The best passages in this “Romeo” make you hope that Mr. Martins, when reviving the production, will be prepared to rework the rest. Paradoxically, the neatest dance of all — the mandolin dance, delivered by a bunch of five young brothers out of nowhere — is also the cutest and least connected to the story. Even its music, tiresome in other productions, becomes newly absorbing.

And I’m intrigued by the tale Darci Kistler tells as Lady Capulet with increasing clarity at each performance. True, she is too sweet; she allows her arms to trail out sideways too often; and there are passages in which she is far milder than Prokofiev’s music. Even so, this Lady Capulet’s dilemma becomes enthralling, dismaying. She is surrounded by a violent male patriarchy and knows it, but she somehow makes the best of this bind, trying to spread tenderness where she can, though without fruit.

How much does Mr. Martins mean his “Romeo” to be a drama about male violence? We will know better if, in future seasons, he simply makes it more of a drama. The story could be more compelling moment by moment, should be tied more intimately to the detail of music, must engross the whole company more seriously.

Why have Juliet meet Romeo twice in the ballroom without its seeming to change her life until the third time? Why have the courtiers all pay attention to the stranger Mercutio but look in every other direction when the daughter of the household is dancing with Mercutio’s friend Romeo?
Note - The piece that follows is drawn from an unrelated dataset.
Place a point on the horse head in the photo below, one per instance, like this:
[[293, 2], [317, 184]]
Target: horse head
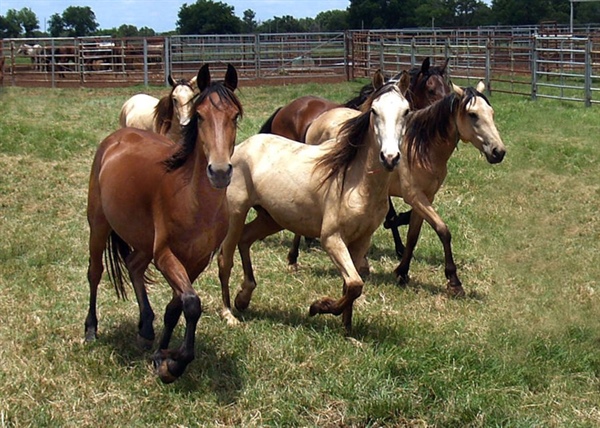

What is happening in the beginning, middle or end of the bedroom pas de deux?

All these things could be clarified, and Mr. Martins’s reputation as a choreographer would be improved. In the meantime he is already right to have put his faith in these eight young dancers. I note with eagerness that next week Mr. Orza and Mr. Suozzi will be dancing featured roles in Balanchine ballets, and Ms. Peck will be dancing a leading role by Christopher Wheeldon. Next, I’m impatient to see them and their fellow Juliets and Romeos in other plum roles, and before the season is quite out, please. Mine is not the only appetite now whetted.